Translation for the everyday investor? This is a market primed for high-speed traps. Sharp upside pushes can be followed by equally sudden reversals, all driven by automated trading systems and mass liquidation events.
$111K BTC in Sight, but Don’t Mistake It for a Bull Run Just Yet
Traders aren’t necessarily calling for a new ATH party—yet. Instead, they’re eyeing what’s called “upside liquidity.” That’s where there’s enough open interest and stop-loss clustering to justify a spike, not necessarily a sustained breakout.
“$111,000 looks eager to be tagged next,” said trader Jelle, pointing to CoinGlass heatmaps. But those heatmaps aren’t just price predictions, they’re battle maps. They show where traders are overexposed and where big players might strike.
In this case, liquidity above $108,000 is pulling the market upward, like a magnet. But below $105,000 lies another pocket of liquidity. And that’s why Cullen and others think we could see a short squeeze up, followed by a shakeout down.
So… What Would Saylor Say?
Michael Saylor has made headlines (and memes) with his sky-high price targets, most notably his long-game call that Bitcoin could eventually be worth $21 million per coin. That forecast assumes Bitcoin becomes the backbone of a new monetary standard, replacing fiat and absorbing global wealth.
So how does a short-term liquidity hunt to $111K fit into that?
It doesn’t—yet. But it shows us the mechanics of how Bitcoin could get there. These liquidity games show just how much capital, leverage, and emotion swirl around BTC. If volatility remains this aggressive and demand continues to chase supply, price discovery will march higher over time, even if today’s moves are just tactical.
Monthly Close Matters More Than You Think
Amid the short-term chaos, the real story may be the June monthly candle.
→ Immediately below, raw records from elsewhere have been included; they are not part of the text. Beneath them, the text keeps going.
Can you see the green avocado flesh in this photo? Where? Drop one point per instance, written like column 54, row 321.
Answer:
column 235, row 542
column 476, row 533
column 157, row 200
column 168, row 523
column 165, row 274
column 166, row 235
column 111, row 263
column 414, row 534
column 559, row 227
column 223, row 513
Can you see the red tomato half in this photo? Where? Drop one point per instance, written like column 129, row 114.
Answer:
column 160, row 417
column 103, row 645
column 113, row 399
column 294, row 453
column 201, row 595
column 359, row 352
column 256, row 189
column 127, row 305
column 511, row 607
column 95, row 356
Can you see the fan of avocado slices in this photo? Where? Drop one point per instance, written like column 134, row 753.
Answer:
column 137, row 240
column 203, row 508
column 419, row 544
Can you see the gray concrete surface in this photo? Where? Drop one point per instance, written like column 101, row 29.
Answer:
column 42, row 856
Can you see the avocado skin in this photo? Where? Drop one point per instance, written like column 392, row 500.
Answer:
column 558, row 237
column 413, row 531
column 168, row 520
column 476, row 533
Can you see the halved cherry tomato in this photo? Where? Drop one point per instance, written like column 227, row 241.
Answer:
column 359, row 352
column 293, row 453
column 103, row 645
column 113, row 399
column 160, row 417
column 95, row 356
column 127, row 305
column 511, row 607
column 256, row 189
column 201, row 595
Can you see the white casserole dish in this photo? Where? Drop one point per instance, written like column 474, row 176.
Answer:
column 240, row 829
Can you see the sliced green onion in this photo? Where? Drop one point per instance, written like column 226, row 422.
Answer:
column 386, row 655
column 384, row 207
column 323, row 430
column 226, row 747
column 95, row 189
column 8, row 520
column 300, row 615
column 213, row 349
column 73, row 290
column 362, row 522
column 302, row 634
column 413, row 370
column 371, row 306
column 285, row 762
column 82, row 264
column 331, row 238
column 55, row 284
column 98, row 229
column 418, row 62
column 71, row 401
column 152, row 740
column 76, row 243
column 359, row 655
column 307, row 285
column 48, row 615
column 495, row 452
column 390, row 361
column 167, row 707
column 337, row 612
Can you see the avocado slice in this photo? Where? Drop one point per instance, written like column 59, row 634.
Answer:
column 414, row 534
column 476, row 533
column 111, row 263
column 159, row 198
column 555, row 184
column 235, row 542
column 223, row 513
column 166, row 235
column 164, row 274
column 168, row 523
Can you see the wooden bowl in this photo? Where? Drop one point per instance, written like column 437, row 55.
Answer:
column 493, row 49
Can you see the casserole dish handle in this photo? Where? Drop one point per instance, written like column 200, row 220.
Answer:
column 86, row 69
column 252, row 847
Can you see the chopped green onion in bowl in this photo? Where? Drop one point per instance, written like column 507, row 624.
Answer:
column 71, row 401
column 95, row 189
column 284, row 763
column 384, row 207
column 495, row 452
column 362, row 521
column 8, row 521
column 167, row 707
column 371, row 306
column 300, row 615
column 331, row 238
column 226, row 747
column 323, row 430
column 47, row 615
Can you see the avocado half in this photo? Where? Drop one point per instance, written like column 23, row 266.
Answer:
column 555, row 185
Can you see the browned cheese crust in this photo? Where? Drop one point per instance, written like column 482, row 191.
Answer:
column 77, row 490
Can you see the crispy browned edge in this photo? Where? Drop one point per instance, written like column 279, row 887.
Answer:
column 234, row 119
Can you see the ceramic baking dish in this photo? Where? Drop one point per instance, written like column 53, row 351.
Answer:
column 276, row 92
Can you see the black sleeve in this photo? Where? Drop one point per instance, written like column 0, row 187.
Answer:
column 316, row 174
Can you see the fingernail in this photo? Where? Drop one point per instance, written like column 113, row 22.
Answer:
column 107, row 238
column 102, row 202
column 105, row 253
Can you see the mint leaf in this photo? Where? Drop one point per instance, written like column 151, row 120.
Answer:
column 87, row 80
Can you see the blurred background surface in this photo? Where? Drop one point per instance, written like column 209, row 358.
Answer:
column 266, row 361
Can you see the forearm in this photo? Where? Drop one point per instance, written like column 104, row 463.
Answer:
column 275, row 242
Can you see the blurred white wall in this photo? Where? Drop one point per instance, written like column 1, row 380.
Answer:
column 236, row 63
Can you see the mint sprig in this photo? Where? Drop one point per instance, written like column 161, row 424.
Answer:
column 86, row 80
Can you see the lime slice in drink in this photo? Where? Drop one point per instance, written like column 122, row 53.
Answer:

Analyst Rekt Capital says a close above $102,400 would confirm a monthly range breakout, signaling that the uptrend is intact and setting the tone for Q3.
With macro conditions aligning, like easing Fed expectations and geopolitical de-escalation in the Middle East, Bitcoin might just get the runway it needs to go from range-bound to rocket-fueled.
At the time of writing, Bitcoin is sitting at $107,059.